Another pick is the no-fee checking account from Capital One 360. It doesn't charge a monthly fee or fees for ATM withdrawals or foreign-transactions. Account holders receive 0.2% APY on balances up to $50,000. And other fee-free checking accounts to consider include Ally, a NerdWallet pick that pays interest and has no monthly maintenance fees or a minimum balance requirement or Alliant Credit Union's high-rate checking, which has no monthly service charges or minimum balance.
3. Best savings account
Oddly, in recent years it has become increasingly common for top-of-the-line high-yield checking accounts to pay better interest than the best savings accounts — even if savings and money market accounts pay more on average.

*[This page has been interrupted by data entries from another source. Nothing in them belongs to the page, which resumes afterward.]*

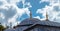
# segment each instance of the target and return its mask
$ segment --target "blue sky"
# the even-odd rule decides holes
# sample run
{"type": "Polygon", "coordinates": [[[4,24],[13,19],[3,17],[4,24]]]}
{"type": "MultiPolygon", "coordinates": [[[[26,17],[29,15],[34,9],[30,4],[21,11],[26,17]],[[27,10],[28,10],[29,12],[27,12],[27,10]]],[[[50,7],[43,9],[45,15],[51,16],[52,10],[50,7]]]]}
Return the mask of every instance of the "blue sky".
{"type": "Polygon", "coordinates": [[[0,22],[3,25],[17,25],[26,18],[32,17],[45,20],[46,11],[48,19],[60,23],[59,0],[0,0],[0,22]]]}

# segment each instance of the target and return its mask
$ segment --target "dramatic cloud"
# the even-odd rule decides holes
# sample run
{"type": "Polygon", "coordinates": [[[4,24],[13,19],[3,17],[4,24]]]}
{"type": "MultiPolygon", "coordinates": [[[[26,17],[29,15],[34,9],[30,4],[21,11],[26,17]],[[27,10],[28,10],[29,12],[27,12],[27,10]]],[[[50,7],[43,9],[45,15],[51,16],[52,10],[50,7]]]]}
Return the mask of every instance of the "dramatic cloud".
{"type": "Polygon", "coordinates": [[[43,16],[45,17],[46,11],[49,16],[50,21],[56,21],[60,22],[60,1],[59,0],[41,0],[40,3],[42,2],[50,2],[49,6],[45,6],[42,9],[38,9],[36,13],[42,13],[43,16]]]}
{"type": "Polygon", "coordinates": [[[10,26],[10,23],[12,23],[12,26],[17,25],[17,23],[19,24],[21,20],[19,19],[18,21],[17,18],[21,18],[23,14],[29,16],[29,7],[31,7],[30,3],[24,4],[24,0],[0,0],[0,22],[4,26],[10,26]],[[24,6],[23,8],[17,6],[17,3],[21,1],[24,6]]]}

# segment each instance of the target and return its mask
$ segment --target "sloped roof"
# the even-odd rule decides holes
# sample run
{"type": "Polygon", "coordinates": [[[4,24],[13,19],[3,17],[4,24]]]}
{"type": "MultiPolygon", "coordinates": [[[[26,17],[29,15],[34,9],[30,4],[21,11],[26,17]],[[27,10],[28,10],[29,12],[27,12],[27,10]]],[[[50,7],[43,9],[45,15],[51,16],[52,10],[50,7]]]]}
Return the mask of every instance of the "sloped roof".
{"type": "Polygon", "coordinates": [[[36,25],[42,25],[42,26],[48,26],[48,27],[58,27],[60,28],[60,23],[57,22],[52,22],[52,21],[38,21],[35,24],[29,26],[28,28],[26,28],[25,30],[28,30],[32,27],[35,27],[36,25]]]}
{"type": "Polygon", "coordinates": [[[36,18],[27,18],[25,20],[23,20],[19,25],[28,25],[28,24],[34,24],[36,22],[40,21],[39,19],[36,19],[36,18]]]}
{"type": "Polygon", "coordinates": [[[15,31],[14,29],[6,29],[4,31],[15,31]]]}
{"type": "Polygon", "coordinates": [[[52,21],[39,21],[39,22],[36,22],[35,24],[41,24],[41,25],[48,25],[48,26],[60,27],[60,23],[52,22],[52,21]]]}

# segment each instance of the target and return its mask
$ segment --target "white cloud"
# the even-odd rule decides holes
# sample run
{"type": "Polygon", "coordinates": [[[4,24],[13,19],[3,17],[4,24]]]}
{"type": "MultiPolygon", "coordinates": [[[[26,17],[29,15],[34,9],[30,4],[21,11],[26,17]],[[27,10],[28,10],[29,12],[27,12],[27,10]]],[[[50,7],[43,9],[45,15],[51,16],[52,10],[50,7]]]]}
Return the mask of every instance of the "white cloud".
{"type": "Polygon", "coordinates": [[[29,7],[31,7],[30,3],[28,3],[29,7],[26,8],[18,8],[17,2],[22,1],[24,3],[24,0],[0,0],[2,2],[2,5],[0,5],[0,12],[3,13],[1,18],[3,20],[4,26],[10,25],[9,23],[12,23],[12,26],[17,25],[17,23],[20,23],[20,21],[17,21],[18,16],[22,16],[23,14],[27,14],[29,16],[29,7]],[[12,13],[13,12],[13,13],[12,13]]]}
{"type": "Polygon", "coordinates": [[[38,9],[36,13],[42,13],[43,16],[45,17],[46,15],[46,10],[49,16],[50,21],[59,21],[60,16],[60,2],[59,0],[41,0],[40,3],[42,2],[50,2],[49,6],[45,6],[45,8],[38,9]],[[56,9],[57,8],[57,9],[56,9]]]}

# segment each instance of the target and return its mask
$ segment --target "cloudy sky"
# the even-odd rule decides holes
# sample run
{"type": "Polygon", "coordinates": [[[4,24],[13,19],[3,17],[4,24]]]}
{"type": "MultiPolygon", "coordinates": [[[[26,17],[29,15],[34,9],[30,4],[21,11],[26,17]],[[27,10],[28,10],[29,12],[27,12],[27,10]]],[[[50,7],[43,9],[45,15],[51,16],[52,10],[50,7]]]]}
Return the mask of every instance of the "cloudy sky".
{"type": "Polygon", "coordinates": [[[29,18],[30,11],[39,20],[45,19],[47,11],[50,21],[60,23],[60,0],[0,0],[0,23],[17,25],[29,18]]]}

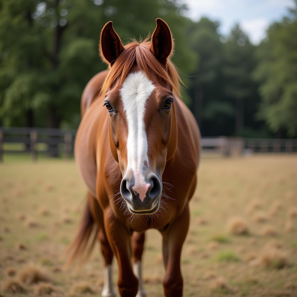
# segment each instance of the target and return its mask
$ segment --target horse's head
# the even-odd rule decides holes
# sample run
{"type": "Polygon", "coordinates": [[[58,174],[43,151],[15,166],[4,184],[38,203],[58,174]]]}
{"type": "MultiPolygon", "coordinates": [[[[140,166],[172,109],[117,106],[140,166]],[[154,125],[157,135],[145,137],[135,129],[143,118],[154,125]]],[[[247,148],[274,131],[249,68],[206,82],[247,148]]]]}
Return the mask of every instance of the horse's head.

Still, savings accounts tend to be simple to manage, with low costs and minimums. Gonzales said savers should consider the Barclays Dream Savings Account, which doesn't have an initial deposit requirement or an ongoing balance requirement, and charges no monthly fees.
You'll earn a 1.05% APY if you deposit up to $1,000 a month, she said, plus a bonus if you make deposits without withdrawals: You get 2.5% on the past half year of interest if you make consecutive deposits for six months — plus another 2.5% on your interest for no withdrawals for six consecutive months.
Another low-fee, interest-bearing savings account to explore is Synchrony Bank's high yield savings — with no minimum balance, monthly fee or minimum deposit requirement. You also earn 1.05%, according to GoBankingRates.
4. Best account if you like rewards
Want cash back or travel rewards with your checking account? WalletHub recommends the Bank5 Connect High-Interest Checking Account, which rewards you with 1 point for every $2 that you spend when you choose the signature option for point of sale. This equates to about 0.5% cash back when redeemed for gift cards, travel or merchandise, Gonzalez said. This account also pays a 0.76% APY and charges neither a monthly fee nor an ATM withdrawal fee.
Some banks offer special limited-time cash bonuses, giving away up to $400, according to NerdWallet. Another reward-based account to explore is the Kasasa account, offered at more than 400 community banks and credit unions throughout the country: This is a free account that has cash rewards and ATM refunds.
5. Best account if you are still in school
Still in undergrad or getting your masters? Finding an account that maximizes your dough and doesn't cost you is imperative. Students searching for the best possible terms should focus on online-only personal accounts, with the market's highest rates and lowest fees, Gonzalez recommended. In other words, any of the options above would work great for you.
But if you're looking for a branded "student" account, WalletHub picked Beneficial Bank Campus Savings, with an APY of 0.3% to 0.5%, depending on your balance, and no monthly fee or minimum-deposit requirement.
Alternatively, NerdWallet has suggested Aspiration in this category; among other features, it earns interest and reimburses you so you can use any ATM in the world free.